Does a dog wag its tail, or does the tail wag the dog? It’s a silly question on the surface, of course, but in a philosophical sense concerning the United States’ Federal Reserve, it’s a question with an unclear answer. The government arm is supposed to maintain the stability of the nation’s economy. In practice though, it certainly seems like the stock market dictates the Fed’s decisions.
The truth of the matter? As usual, it’s somewhere in between the two extreme possibilities. And, also as usual, the truth isn’t a simple one. The stock market is ultimately tethered to the economy, but the economy is also largely driven by wealth created via the market, and by the capital-raising the equity market facilitates.
The Fed’s Official Mandate
Most investors innately understand it, even without explicit knowledge of the official mandate of the Federal Reserve.
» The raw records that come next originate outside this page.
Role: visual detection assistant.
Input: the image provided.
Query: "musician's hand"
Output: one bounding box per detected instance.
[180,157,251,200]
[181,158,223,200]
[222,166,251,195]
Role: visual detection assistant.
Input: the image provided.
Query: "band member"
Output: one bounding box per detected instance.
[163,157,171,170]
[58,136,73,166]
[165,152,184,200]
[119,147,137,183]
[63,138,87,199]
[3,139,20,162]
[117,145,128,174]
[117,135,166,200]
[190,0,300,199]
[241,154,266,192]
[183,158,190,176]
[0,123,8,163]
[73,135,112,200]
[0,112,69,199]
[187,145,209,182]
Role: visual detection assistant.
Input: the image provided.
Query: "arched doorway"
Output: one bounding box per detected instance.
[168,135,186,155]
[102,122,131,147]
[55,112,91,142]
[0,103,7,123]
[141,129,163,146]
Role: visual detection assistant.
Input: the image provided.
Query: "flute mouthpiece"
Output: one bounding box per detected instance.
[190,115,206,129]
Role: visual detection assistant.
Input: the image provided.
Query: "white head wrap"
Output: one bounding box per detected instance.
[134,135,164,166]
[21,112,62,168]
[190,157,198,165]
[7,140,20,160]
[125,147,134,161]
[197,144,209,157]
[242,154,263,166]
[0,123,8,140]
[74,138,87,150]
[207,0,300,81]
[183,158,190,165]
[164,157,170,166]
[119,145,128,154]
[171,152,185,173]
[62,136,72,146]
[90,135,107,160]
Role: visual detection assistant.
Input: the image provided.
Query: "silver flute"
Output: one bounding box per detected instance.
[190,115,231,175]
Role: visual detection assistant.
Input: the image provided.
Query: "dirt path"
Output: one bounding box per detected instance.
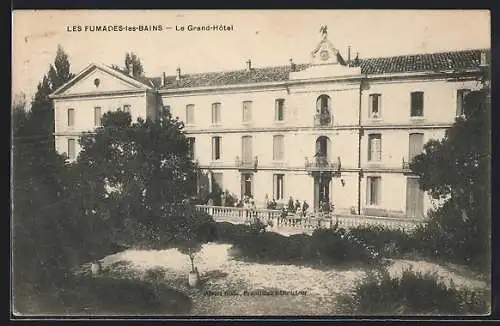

Its stated purpose is five-fold. That is, in order to “promote the effective operation of the U.S. economy and, more generally, the public interest, the Federal Reserve…
- conducts the nation’s monetary policy to promote maximum employment, stable prices, and moderate long-term interest rates in the U.S. economy,
- promotes the stability of the financial system and seeks to minimize and contain systemic risks through active monitoring and engagement in the U.S. and abroad,
- promotes the safety and soundness of individual financial institutions and monitors their impact on the financial system as a whole,
- fosters payment and settlement system safety and efficiency through services to the banking industry and the U.S. government that facilitate U.S.-dollar transactions and payments, and
- promotes consumer protection and community development through consumer-focused supervision and examination, research and analysis of emerging consumer issues and trends, community economic development activities, and the administration of consumer laws and regulations.”
Note that nowhere in the mandate is the support of equity prices mentioned. It would be naive to think, however, that the Federal Reserve doesn’t directly play a role in the success (or failure) of the stock market. Indeed, investors tend to hang on every word of an official Fed statement. And it’s investors far more than consumers who closely monitor — and even speculate on — interest rate changes the Fed may impose.
Given the choice, most Federal Reserve governors and the Fed chairman would prefer a little less scrutiny from investors.
Interest rates, which are the Fed’s best tool to throttle the economy up or down to achieve the stability described by its mandate, are only a reflection of the economy’s condition at any given time. Changes in interest rates — and the given rationale behind those changes — are adaptations to a changing economy, intended to foster stability and create an environment where companies can best function. They’re intended to be implemented at such a slow pace that most companies, consumers and even investors shouldn’t even notice these changes.
That’s the theory anyway. The reality is quite different. The reality is, in an effort to gain any sort of “edge,” investors tend to keep the Federal Reserve under a microscope.
It’s not inherently wrong. But, it’s a mindset riddled with pitfalls. Investors often so desperately want to find an edge that they’ll see or hear something the Fed didn’t do, say, or write. Psychologists categorize this sort of thinking as confirmation bias, overfitting and apophenia.
There’s also the not-so-minor reality that, right or wrong, even investors who know not everything the Fed does is important still have to respond to what the majority of traders are doing.
The Last Word on the Federal Reserve
Don’t misread the message. Many investors can — and do — overreact to comments and decisions from the Federal Reserve. But that overreaction tends to be a short-term mania. In the long run, for long-term investors, the Fed can supply a great deal of good information about the true health of the economy, which in turn determines the health of the stock market.
To that end, despite the well-voiced assumptions, rising rates are not inherently bad for stocks, nor are falling interest rates good for the stock market. If anything, the opposite relationship is in place. Rates tend to rise in a robust economy, and rates tend to slump in a poor economy.
Mostly though, there is no strong, corollary relationship between equities and interest rates. Rates are only one small part of a complex equation.